No fue un gesto casual. El futuro de Neymar en la élite lleva tiempo bajo sospecha: lesiones recurrentes, dudas sobre su nivel físico, y un lugar en la lista final de 26 de Carlo Ancelotti que estuvo en el aire hasta el último momento. El propio contexto del mensaje revela la preocupación familiar: no quieren que este golpe con la selección arrastre también su trayectoria a nivel de clubes.
El padre apela a algo más profundo que un contrato o un proyecto deportivo: el fútbol como eje de una familia, como legado que aún no se ha cerrado. La pregunta ya no es solo qué hará Neymar con Brasil, sino si tiene fuerzas para seguir escribiendo capítulos en el fútbol de clubes.
Un adiós que expone una era
La derrota ante Noruega no solo cierra la etapa de Neymar con la selección. Deja al desnudo una tendencia que persigue a Brasil desde hace casi dos décadas: la incapacidad para superar a rivales europeos en las eliminatorias de los grandes torneos.
Son ya siete eliminaciones consecutivas en fase de cruces ante selecciones del Viejo Continente. Un dato demoledor para un pentacampeón del mundo que, históricamente, se había medido de tú a tú con cualquiera.
En medio de ese contexto, la figura de Neymar encarna una contradicción: números de leyenda, impacto global, momentos de brillo descomunal… y, al mismo tiempo, la sensación de que faltó el título que lo colocara sin discusión junto a los más grandes del país. La presión fue constante. El premio máximo, esquivo.

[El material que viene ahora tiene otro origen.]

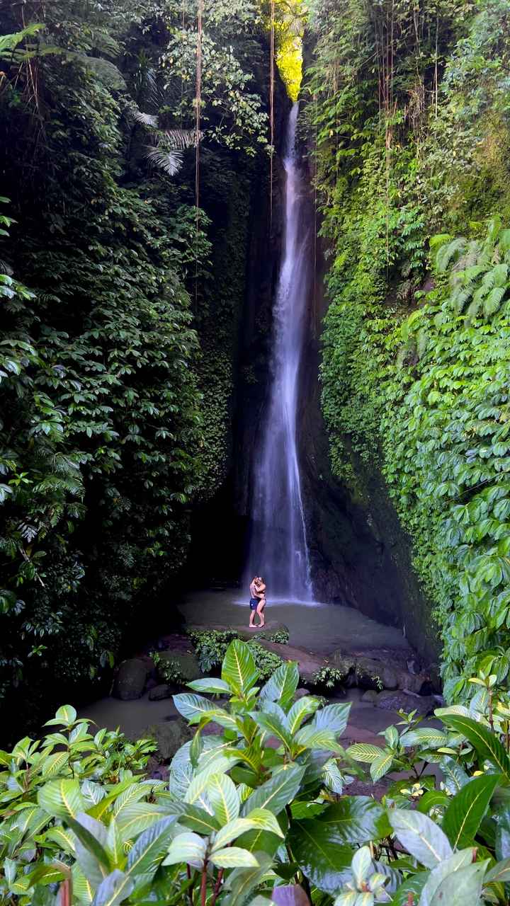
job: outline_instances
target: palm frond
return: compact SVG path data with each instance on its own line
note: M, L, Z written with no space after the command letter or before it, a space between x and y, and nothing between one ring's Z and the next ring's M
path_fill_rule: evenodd
M157 145L148 145L146 155L150 163L164 170L169 176L175 176L182 166L182 151L178 149L164 150Z
M157 116L153 116L152 113L142 113L142 111L133 111L132 116L141 126L151 126L153 129L158 128L158 118Z

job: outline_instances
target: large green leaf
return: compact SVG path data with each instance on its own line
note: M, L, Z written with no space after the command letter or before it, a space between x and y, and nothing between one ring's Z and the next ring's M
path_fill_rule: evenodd
M354 850L344 844L334 824L318 820L293 822L289 843L299 868L320 891L335 893L350 879Z
M154 876L175 835L176 820L175 815L162 818L140 834L128 856L130 877L143 875L145 883Z
M346 749L346 755L348 755L349 758L353 758L354 761L364 761L367 764L375 761L383 752L384 749L378 746L372 746L367 742L357 742L354 746L349 746Z
M370 765L370 776L374 783L384 777L385 774L387 774L391 770L394 757L395 756L391 749L387 749L382 755L379 755L378 758L374 759Z
M236 868L225 882L229 892L225 906L244 906L251 892L260 884L264 874L271 867L271 858L265 853L257 856L259 865L252 868Z
M208 762L206 767L199 771L199 773L193 777L188 786L188 789L186 790L184 802L191 803L191 805L194 803L200 803L206 793L210 777L211 777L214 774L224 774L224 772L228 771L233 765L235 765L235 763L236 758L231 757L230 754L217 755L214 758Z
M427 868L452 855L446 834L427 815L398 808L389 810L388 818L402 845Z
M103 883L110 872L107 853L108 831L104 824L90 814L80 813L77 819L67 818L76 838L76 859L83 874L94 887Z
M444 859L436 868L432 869L429 878L425 884L420 895L420 906L430 906L431 900L439 887L439 884L451 874L452 872L458 871L459 868L466 868L473 862L473 850L465 849L460 853L455 853L449 859ZM446 906L446 904L445 904Z
M510 779L510 760L494 733L471 718L448 714L443 719L457 733L462 733L466 737L482 760L495 765L497 769Z
M225 682L224 680L219 680L217 677L202 677L201 680L192 680L187 685L190 689L194 689L195 692L212 692L220 695L229 695L230 691L228 682Z
M430 901L430 906L478 906L487 862L477 862L448 874Z
M342 843L361 845L391 834L386 809L371 796L344 795L329 805L317 821L334 826Z
M337 742L336 733L333 730L315 727L313 721L301 727L294 735L293 753L299 754L300 750L306 748L343 755L343 748Z
M278 814L298 793L304 773L305 768L300 765L284 765L249 796L242 806L243 815L247 816L254 808L267 808Z
M210 859L218 868L256 868L259 865L259 861L253 853L240 846L226 846L224 849L213 850Z
M248 831L259 829L262 831L270 831L271 834L276 834L279 837L284 836L284 834L272 812L269 812L268 809L265 808L257 808L250 813L249 817L234 818L233 821L230 821L228 824L225 824L225 826L221 828L221 830L218 831L214 840L212 851L216 849L222 849L224 846L230 843L232 840L237 840L241 834L246 834Z
M251 711L250 718L258 727L276 737L288 749L292 746L292 735L287 727L285 712L273 701L262 702L263 710Z
M207 850L207 841L199 837L198 834L186 832L174 837L168 848L168 855L163 860L163 865L175 865L186 863L193 868L201 869Z
M151 824L164 817L164 805L149 802L130 803L117 815L117 824L123 843L134 840L139 834L146 831Z
M165 812L177 815L180 824L183 824L184 827L188 827L197 834L202 834L204 836L209 836L210 834L220 828L218 819L198 805L191 805L185 802L167 803L165 801Z
M93 906L117 906L123 900L127 900L132 888L132 879L116 868L97 888Z
M294 734L299 728L305 718L315 714L320 707L320 699L313 695L304 695L295 701L287 715L287 722L290 733Z
M442 730L437 730L434 727L418 727L416 730L409 730L400 738L402 746L419 746L421 748L439 748L446 746L448 737Z
M229 645L221 666L221 680L241 698L255 685L259 671L245 641L234 639Z
M69 778L44 784L37 794L37 802L55 818L75 818L86 807L78 781Z
M339 736L347 727L350 711L350 702L338 702L326 705L317 712L311 726L318 730L329 730L334 736Z
M279 667L266 685L262 686L259 699L260 702L276 701L286 710L294 698L299 682L298 664L293 660L288 660Z
M181 692L180 695L173 696L173 704L190 724L198 724L202 718L206 718L206 720L214 720L227 729L237 729L235 718L232 718L223 708L219 708L215 702L204 699L201 695L195 695L193 692Z
M237 818L240 803L235 784L226 774L213 774L207 784L207 795L220 824Z
M499 774L485 774L474 777L451 800L445 812L442 827L455 849L468 846L475 840L480 822L501 779Z
M507 883L510 881L510 859L503 859L493 865L484 878L484 883Z

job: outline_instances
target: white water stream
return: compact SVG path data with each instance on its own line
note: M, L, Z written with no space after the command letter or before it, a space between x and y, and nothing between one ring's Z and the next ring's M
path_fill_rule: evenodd
M298 104L289 118L283 257L273 309L270 385L262 433L254 439L250 578L262 575L271 601L313 601L297 444L299 369L310 292L306 184L295 151Z

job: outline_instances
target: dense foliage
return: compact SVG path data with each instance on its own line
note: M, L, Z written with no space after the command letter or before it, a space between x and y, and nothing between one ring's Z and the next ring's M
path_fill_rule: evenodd
M455 698L510 665L510 5L309 5L333 466L382 469Z
M268 38L250 0L204 4L200 41L171 0L2 26L0 698L26 726L109 670L223 479Z
M476 680L469 708L437 711L443 729L403 716L384 748L347 751L338 740L348 704L296 700L295 663L261 688L259 679L248 645L234 640L221 679L174 697L196 732L167 781L143 772L149 742L93 736L71 706L44 739L1 752L1 901L507 901L510 709L507 696L494 696L495 676ZM205 734L211 723L220 732ZM374 780L391 769L406 776L381 802L348 795L358 764Z

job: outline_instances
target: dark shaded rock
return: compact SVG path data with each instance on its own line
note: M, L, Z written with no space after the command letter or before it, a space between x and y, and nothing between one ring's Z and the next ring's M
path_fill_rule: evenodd
M138 658L123 660L115 677L113 694L122 701L140 699L147 680L147 664Z
M170 761L178 748L192 739L192 731L183 718L174 717L168 720L146 727L142 733L143 739L154 739L157 756L162 761Z
M381 660L358 658L356 662L358 685L361 689L398 689L398 674Z
M379 692L376 701L378 708L384 708L387 711L414 711L427 717L434 714L434 709L437 708L437 702L433 695L407 695L400 689L396 691Z
M294 701L299 701L299 699L304 699L305 696L309 694L309 689L297 689L294 692Z
M287 632L289 634L289 627L285 623L279 622L278 620L266 620L265 626L263 630L258 629L249 629L248 621L250 619L249 608L246 608L246 625L245 626L232 626L230 623L211 623L207 626L189 626L189 631L192 632L235 632L240 639L243 639L248 641L250 639L265 639L270 641L270 637L274 632Z
M368 689L361 696L361 701L368 701L371 705L377 705L378 694L375 689Z
M168 683L162 683L160 686L154 686L153 689L149 692L150 701L161 701L162 699L170 699L172 695L172 687L169 686Z
M356 658L351 654L345 654L339 648L338 648L336 651L333 651L333 653L329 655L329 660L333 667L341 670L343 674L342 682L347 681L349 675L354 677Z
M201 667L194 651L169 649L160 654L158 677L164 681L187 683L191 680L199 680L202 676Z

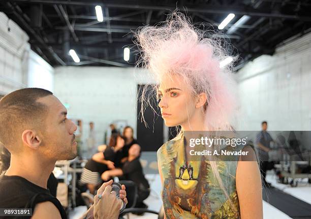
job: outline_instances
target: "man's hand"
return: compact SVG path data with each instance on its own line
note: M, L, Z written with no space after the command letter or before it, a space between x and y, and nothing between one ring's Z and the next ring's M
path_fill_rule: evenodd
M113 181L105 182L97 191L97 195L94 197L94 218L117 219L119 216L120 208L122 204L122 200L126 204L128 203L125 191L125 186L122 185L122 190L120 190L119 198L115 197L115 192L111 192L111 185ZM101 199L99 195L102 195Z

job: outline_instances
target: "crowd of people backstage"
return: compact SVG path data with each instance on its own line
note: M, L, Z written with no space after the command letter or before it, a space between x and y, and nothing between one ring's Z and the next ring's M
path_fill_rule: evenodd
M115 176L120 180L133 181L138 189L135 207L147 208L143 201L149 196L150 188L139 161L141 153L140 146L133 137L132 127L126 127L122 135L118 132L113 133L107 147L94 154L85 164L80 182L85 184L94 195L103 182Z

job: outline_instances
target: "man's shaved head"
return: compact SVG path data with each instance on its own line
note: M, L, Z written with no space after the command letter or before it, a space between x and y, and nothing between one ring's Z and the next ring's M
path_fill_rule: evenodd
M47 107L38 100L53 95L41 88L25 88L0 100L0 142L10 151L25 129L40 128L44 124Z

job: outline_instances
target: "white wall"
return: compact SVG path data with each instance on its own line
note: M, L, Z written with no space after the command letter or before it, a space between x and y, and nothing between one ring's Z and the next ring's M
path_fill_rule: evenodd
M102 143L104 132L115 120L126 120L136 134L137 84L149 81L147 72L134 68L58 67L54 93L69 104L69 118L82 120L84 142L92 121L97 143Z
M0 12L0 94L29 87L53 91L54 69L30 50L28 39L18 25Z
M0 93L2 94L27 86L24 64L29 49L28 40L26 33L0 12Z
M53 91L54 68L32 50L29 53L27 80L29 87Z
M311 33L262 55L237 73L240 130L311 130Z

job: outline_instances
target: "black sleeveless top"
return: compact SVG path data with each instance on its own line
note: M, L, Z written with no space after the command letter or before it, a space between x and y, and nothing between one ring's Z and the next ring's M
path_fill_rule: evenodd
M32 208L33 214L37 204L50 201L55 205L62 219L67 219L66 212L60 202L48 190L40 187L18 176L0 176L0 208ZM1 217L1 218L5 218ZM30 216L9 216L8 218L30 218Z

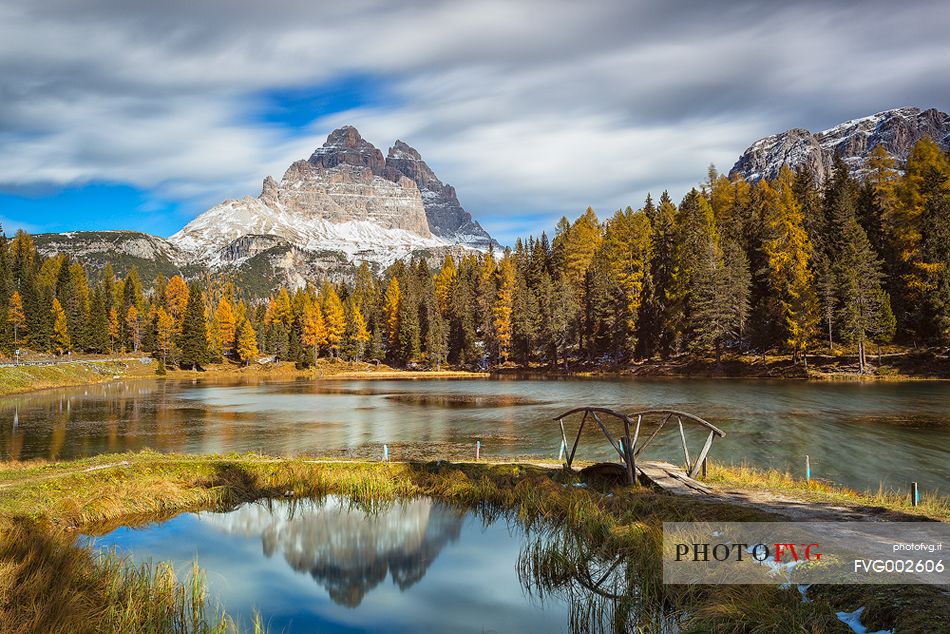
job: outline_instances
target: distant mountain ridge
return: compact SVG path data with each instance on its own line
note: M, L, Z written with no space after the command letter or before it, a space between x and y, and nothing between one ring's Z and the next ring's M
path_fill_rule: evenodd
M936 108L894 108L853 119L821 132L793 128L759 139L746 149L730 174L746 180L772 179L783 165L807 164L819 181L831 175L835 155L844 159L853 176L860 178L864 163L881 145L898 162L924 135L944 150L950 149L950 115Z
M67 253L119 269L170 273L230 270L258 285L347 278L363 260L384 267L398 259L497 245L417 150L397 140L389 156L356 128L334 130L310 158L278 182L264 179L257 198L226 200L167 240L132 231L36 236L42 253Z

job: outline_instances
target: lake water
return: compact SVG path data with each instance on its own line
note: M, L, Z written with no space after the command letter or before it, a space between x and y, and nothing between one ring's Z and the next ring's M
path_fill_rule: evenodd
M726 432L710 456L857 488L950 491L950 383L682 379L142 381L0 400L0 455L63 459L151 448L392 459L556 458L553 417L580 405L682 409ZM576 423L575 423L576 424ZM675 426L670 426L674 427ZM671 430L667 428L667 432ZM569 431L570 433L570 431ZM693 456L699 430L687 428ZM699 433L697 436L696 434ZM610 456L599 432L578 456ZM647 457L682 461L678 431Z
M542 599L519 566L534 539L428 498L364 509L331 496L183 514L91 542L170 561L179 578L197 561L214 602L245 626L256 611L274 632L570 631L569 584Z

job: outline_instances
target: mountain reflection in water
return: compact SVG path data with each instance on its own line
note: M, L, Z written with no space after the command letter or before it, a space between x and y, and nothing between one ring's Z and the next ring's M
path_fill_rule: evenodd
M263 552L279 552L309 573L339 605L356 607L386 579L400 590L421 580L442 548L459 538L464 511L416 498L367 510L339 497L245 504L197 518L232 535L260 535Z

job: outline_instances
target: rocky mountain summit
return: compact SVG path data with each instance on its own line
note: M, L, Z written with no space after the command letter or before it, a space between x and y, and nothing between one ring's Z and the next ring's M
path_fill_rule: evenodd
M45 254L67 253L122 272L230 270L261 291L347 278L363 260L375 267L497 244L422 160L396 141L388 157L356 128L334 130L310 158L295 161L259 196L226 200L167 240L131 231L36 236Z
M334 130L280 182L265 178L260 196L212 207L169 241L212 265L247 236L274 236L301 249L379 264L419 249L491 243L416 150L397 141L389 154L383 158L352 126Z
M794 128L753 143L730 173L757 181L774 178L783 165L795 168L807 164L818 180L824 181L831 175L837 155L852 175L860 178L875 146L883 146L900 163L924 135L945 150L950 149L950 115L935 108L895 108L816 133Z

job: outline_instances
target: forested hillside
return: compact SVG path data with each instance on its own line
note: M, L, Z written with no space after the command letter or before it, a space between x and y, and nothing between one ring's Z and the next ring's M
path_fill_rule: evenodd
M0 348L147 351L182 367L258 354L439 367L592 363L690 352L950 343L950 160L929 139L898 171L872 152L863 182L835 163L752 185L711 168L678 205L664 193L606 220L588 209L504 252L438 270L366 263L266 301L239 283L92 272L0 241Z

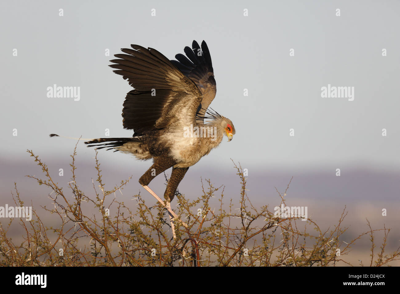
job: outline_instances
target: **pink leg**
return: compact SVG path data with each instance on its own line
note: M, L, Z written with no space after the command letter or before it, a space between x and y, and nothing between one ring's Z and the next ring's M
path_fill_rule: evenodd
M172 232L173 232L173 234L174 234L174 239L175 238L176 236L175 236L175 230L174 230L175 226L172 223L172 220L175 219L177 220L178 222L180 222L182 223L182 224L183 225L184 227L185 227L185 228L188 228L187 224L185 224L184 222L182 222L180 220L178 219L178 216L177 215L176 215L176 214L175 212L172 211L172 210L171 209L171 204L169 202L166 202L166 203L164 203L164 202L161 200L161 198L157 196L157 194L153 192L153 190L152 190L152 189L151 189L150 188L149 188L148 186L143 186L143 187L145 189L146 189L146 190L147 190L148 192L151 194L153 196L153 197L154 197L154 198L157 199L160 203L161 204L162 204L162 206L163 206L165 207L168 210L168 212L169 212L170 220L171 220L171 226L172 228Z

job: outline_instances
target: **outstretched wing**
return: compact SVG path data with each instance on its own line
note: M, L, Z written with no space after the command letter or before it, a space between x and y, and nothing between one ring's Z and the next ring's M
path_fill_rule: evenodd
M198 112L204 116L206 110L215 97L216 83L214 78L211 56L206 42L201 43L201 48L196 41L193 41L192 48L187 46L184 51L188 59L183 54L177 54L178 60L171 62L186 76L194 82L203 94L201 104Z
M202 98L193 82L156 50L131 46L110 60L114 72L135 88L124 102L124 128L138 134L193 123Z

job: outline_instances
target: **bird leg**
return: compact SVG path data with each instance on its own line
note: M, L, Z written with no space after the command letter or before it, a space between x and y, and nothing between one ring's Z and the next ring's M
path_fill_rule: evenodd
M143 185L142 186L143 186L143 187L145 189L146 189L146 190L147 190L148 192L151 194L152 195L154 198L157 199L157 200L158 200L158 201L160 203L162 204L162 206L166 207L167 208L167 210L168 210L168 212L169 213L170 216L170 220L171 222L171 227L172 227L173 226L174 227L175 227L175 226L174 226L174 224L172 223L172 221L174 220L175 219L177 219L178 220L178 221L182 223L182 225L184 227L185 227L185 228L188 228L188 225L186 223L178 219L178 216L176 215L176 214L174 212L174 211L172 210L172 209L171 209L171 203L170 202L168 201L166 201L166 203L164 203L164 202L161 200L161 198L159 197L158 196L157 196L157 194L156 194L155 193L153 192L153 190L150 188L149 188L148 186L143 186ZM175 230L174 228L172 228L172 230L173 234L174 235Z
M171 227L172 230L172 234L174 236L174 239L175 239L176 237L176 235L175 232L175 225L174 224L173 221L174 220L178 220L178 216L176 215L173 211L172 211L172 209L171 209L171 203L170 200L174 198L174 195L175 194L175 191L176 190L176 188L178 187L178 185L179 184L179 183L183 178L183 176L185 175L185 173L186 172L186 171L183 173L183 174L182 175L181 177L181 173L178 172L177 171L174 172L174 170L176 169L178 170L184 170L185 169L182 168L178 168L175 169L174 168L172 168L172 172L171 174L171 178L170 178L170 180L168 182L168 185L167 186L167 188L166 190L165 193L164 194L164 196L165 197L166 200L167 200L166 203L164 203L161 199L157 196L157 194L153 192L152 190L150 188L149 188L148 186L149 184L151 182L152 180L155 178L157 176L160 174L160 173L162 172L165 170L169 168L171 166L173 166L174 165L176 164L176 162L173 159L170 157L157 157L154 159L154 163L150 168L149 168L147 171L144 173L143 176L140 177L140 178L139 179L139 182L143 186L143 188L146 189L147 191L151 194L157 200L160 202L162 206L164 207L166 207L168 210L168 212L169 213L170 216L170 221L171 222ZM186 170L187 169L186 169ZM173 175L174 176L173 177ZM176 177L177 180L178 180L177 182L176 181L174 180L174 179ZM171 180L172 179L172 180ZM170 186L170 183L172 183L173 184L171 184ZM176 185L175 185L176 184ZM169 190L168 187L169 188ZM175 187L174 189L172 190L174 187ZM168 192L167 193L167 191ZM170 196L170 195L171 192L172 192L172 197L166 197L166 195ZM187 228L188 225L185 224L184 222L182 222L180 220L178 220L178 221L182 223L183 226Z
M172 168L171 177L168 181L167 188L164 193L164 198L167 201L172 201L175 196L178 186L182 180L189 168Z

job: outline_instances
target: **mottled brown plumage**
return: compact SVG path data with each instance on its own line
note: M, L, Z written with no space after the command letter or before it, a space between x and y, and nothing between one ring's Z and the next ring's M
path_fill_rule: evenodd
M235 133L232 122L208 110L216 86L211 58L206 42L195 41L169 60L157 50L137 45L122 49L110 66L134 89L124 102L124 128L130 138L101 138L85 142L98 149L109 147L130 153L153 164L140 177L146 188L158 174L172 168L164 197L174 198L189 167ZM205 119L210 120L204 122Z

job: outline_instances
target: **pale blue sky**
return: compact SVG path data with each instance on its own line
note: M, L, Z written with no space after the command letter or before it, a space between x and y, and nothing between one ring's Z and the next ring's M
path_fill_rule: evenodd
M27 148L70 154L75 142L50 138L50 133L98 138L109 128L111 137L130 137L121 113L131 88L107 66L112 55L136 44L172 59L195 39L206 40L212 59L217 91L211 106L236 130L231 142L224 140L199 166L220 167L232 158L258 168L399 169L398 1L0 5L1 156L25 156ZM111 56L105 56L106 48ZM80 86L80 100L47 98L54 84ZM321 88L328 84L354 87L354 101L322 98ZM82 144L78 150L85 148ZM133 160L118 152L104 157Z

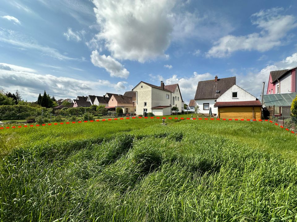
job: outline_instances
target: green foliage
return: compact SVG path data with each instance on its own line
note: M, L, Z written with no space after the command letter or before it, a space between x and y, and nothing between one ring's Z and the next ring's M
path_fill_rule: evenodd
M117 107L115 109L116 112L117 113L117 115L118 116L123 116L124 112L123 111L123 109L120 107Z
M155 115L153 113L148 113L148 117L155 116Z
M293 100L292 102L292 105L291 105L291 112L292 113L291 115L295 118L295 119L297 119L297 96ZM297 122L297 121L296 122Z
M166 123L0 130L1 150L11 149L0 162L2 220L295 220L294 135L269 123Z
M8 97L4 93L3 90L0 89L0 105L13 105L15 101L11 97ZM1 113L0 113L1 115ZM1 118L0 118L0 119Z
M105 108L105 105L99 105L97 107L97 111L100 114L105 115L107 113L107 109Z
M62 105L65 106L68 106L71 104L71 103L69 102L67 100L64 100L62 103Z
M0 119L24 119L28 117L41 115L43 110L43 115L48 116L53 112L52 109L37 108L24 105L0 106Z
M86 113L83 115L83 119L84 121L94 120L94 115L92 113Z

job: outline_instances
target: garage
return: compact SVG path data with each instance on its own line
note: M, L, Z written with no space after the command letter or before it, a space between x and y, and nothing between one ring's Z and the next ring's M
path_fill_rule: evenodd
M152 108L152 112L155 116L171 115L171 106L159 106Z
M262 106L259 100L238 102L217 102L219 118L260 119Z

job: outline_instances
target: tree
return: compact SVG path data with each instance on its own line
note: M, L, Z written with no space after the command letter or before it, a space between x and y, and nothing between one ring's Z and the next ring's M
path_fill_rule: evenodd
M5 94L5 95L7 97L12 98L12 99L13 99L13 100L14 101L15 104L16 105L18 104L18 102L17 101L16 97L15 96L15 95L14 93L12 94L10 92L6 92L6 94Z
M21 96L21 94L19 92L19 90L17 90L15 92L15 97L16 98L16 101L18 103L20 101L22 101L22 98Z
M62 105L65 106L69 106L71 104L71 103L67 100L64 100L62 103Z
M117 115L118 116L123 116L124 113L123 109L120 107L117 107L115 111L117 113Z
M41 106L42 107L46 107L48 108L49 107L49 98L47 97L47 94L45 92L45 91L44 91L44 92L43 93L43 95L42 96L42 101L41 102Z
M106 115L107 113L107 109L105 108L105 105L99 105L97 107L97 111L99 114L102 115Z
M11 97L6 96L2 89L0 89L0 105L14 105L15 100Z
M37 103L40 105L42 105L42 97L41 93L39 93L39 95L38 96L38 99L37 99Z
M295 122L297 122L297 96L293 100L291 105L291 116Z
M172 111L175 111L176 113L176 116L177 116L177 112L179 111L179 108L176 106L174 106L171 109Z

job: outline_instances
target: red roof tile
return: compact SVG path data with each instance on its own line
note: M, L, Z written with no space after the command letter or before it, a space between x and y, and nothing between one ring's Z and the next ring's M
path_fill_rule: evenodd
M253 100L249 101L237 101L237 102L217 102L214 104L215 106L262 106L262 105L259 100Z

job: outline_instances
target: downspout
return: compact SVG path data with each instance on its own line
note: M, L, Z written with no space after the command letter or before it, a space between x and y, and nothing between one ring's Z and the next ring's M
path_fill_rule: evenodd
M279 82L279 80L278 80L278 79L277 80L278 81L278 93L280 94L281 93L281 83Z

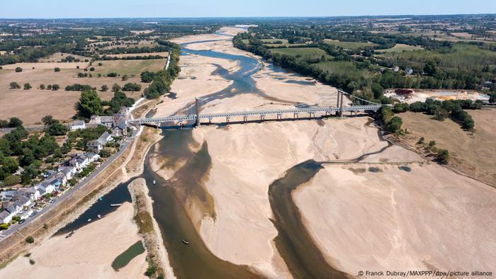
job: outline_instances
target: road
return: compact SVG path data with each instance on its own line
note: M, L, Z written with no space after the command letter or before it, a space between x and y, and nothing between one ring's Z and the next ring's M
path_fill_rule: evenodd
M60 195L57 200L55 200L55 203L47 203L46 205L43 207L43 210L36 214L35 215L28 217L26 219L26 222L23 224L14 224L11 225L11 227L9 228L9 229L5 230L2 232L0 234L0 241L2 240L6 239L9 236L12 235L14 232L17 232L18 229L21 229L28 224L29 224L30 222L32 222L36 218L39 217L43 214L45 214L47 212L50 212L52 210L52 208L57 206L60 203L61 203L62 200L65 200L67 197L71 195L73 193L77 191L80 188L84 187L89 181L91 181L91 179L94 178L96 176L98 176L101 172L102 172L105 169L107 168L111 164L112 164L115 159L119 157L120 154L125 151L126 149L129 147L129 145L131 144L133 142L132 139L136 135L136 133L137 132L137 130L133 130L131 132L131 135L128 137L128 140L124 142L124 144L121 146L120 149L119 149L118 152L115 152L113 155L110 156L106 161L105 161L103 163L100 165L97 169L96 169L91 173L90 173L88 176L84 178L83 181L79 181L77 184L76 184L73 188L67 190L67 192L64 193L63 194Z

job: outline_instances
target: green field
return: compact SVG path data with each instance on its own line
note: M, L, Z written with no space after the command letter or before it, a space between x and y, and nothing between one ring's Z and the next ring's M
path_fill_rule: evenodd
M376 45L373 42L339 42L334 40L325 40L325 42L329 45L333 45L337 47L341 47L346 49L356 50L363 48L365 47L373 47Z
M93 67L95 67L94 73L105 75L114 72L120 75L137 76L145 71L157 72L164 69L167 61L167 59L165 58L142 60L95 61L93 62ZM101 63L102 66L98 66L98 63Z
M412 64L422 64L427 61L436 61L444 68L476 69L483 65L496 64L496 52L483 50L477 45L455 43L453 50L446 53L439 51L418 50L402 52L386 52L383 57L393 61L408 61Z
M385 50L377 50L376 52L381 53L388 53L388 52L402 52L404 51L411 51L411 50L422 50L421 47L417 47L416 45L408 45L404 44L396 44L394 47L391 48L388 48Z
M291 55L296 57L313 58L325 55L325 52L318 47L295 47L271 49L272 53Z
M330 74L344 74L348 76L366 79L373 76L373 73L366 69L356 68L354 63L351 61L326 61L314 65Z

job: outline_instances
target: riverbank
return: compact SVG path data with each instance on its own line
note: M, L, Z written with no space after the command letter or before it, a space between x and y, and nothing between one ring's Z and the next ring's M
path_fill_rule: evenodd
M115 271L113 261L140 240L133 222L133 209L126 203L117 210L79 229L69 238L55 236L0 270L1 278L146 278L145 254Z
M157 268L155 275L175 278L169 263L167 251L164 247L160 229L153 217L153 202L148 195L146 181L143 178L137 178L129 185L128 188L135 205L134 220L140 228L140 235L147 248L148 261Z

El reto de Ancelotti y el vacío del ’10’
Carlo Ancelotti, renovado para seguir al frente de la selección hasta 2030, se enfrenta ahora a una tarea mayúscula: reconstruir Brasil sin su faro creativo más influyente de la última década.
No se trata solo de reemplazar goles y asistencias. Se trata de ocupar un trono simbólico: el del ’10’ de Brasil. Una camiseta que pesó sobre Neymar, pero que también le dio identidad a un equipo muchas veces desdibujado.
La eliminación temprana en Estados Unidos acelera una transición que la CBF ya no puede aplazar. Toca decidir quién tomará el relevo, qué tipo de selección quiere construir Ancelotti y cómo romper de una vez por todas la barrera psicológica y futbolística ante Europa. El país sigue esperando la sexta estrella, pero ahora lo hará sin su jugador más determinante de los últimos años.
¿Último acto o penúltimo capítulo?
Mientras Brasil mira al futuro, el foco sobre Neymar se desplaza inevitablemente hacia su carrera de clubes. ¿Escuchará el ruego de su padre? ¿Encontrará motivación, físico y entorno para seguir compitiendo al máximo nivel?
Su adiós a la selección llegó entre lágrimas, pero no tiene por qué ser el epílogo de su vida futbolística. El mundo del fútbol, de momento, se resiste a pensar que el jugador que marcó una era para la Canarinha no tenga al menos una gran actuación más guardada en sus botas.
Brasil ya sabe que tendrá que reinventarse sin él. La incógnita ahora es si Neymar está dispuesto a reinventarse a sí mismo.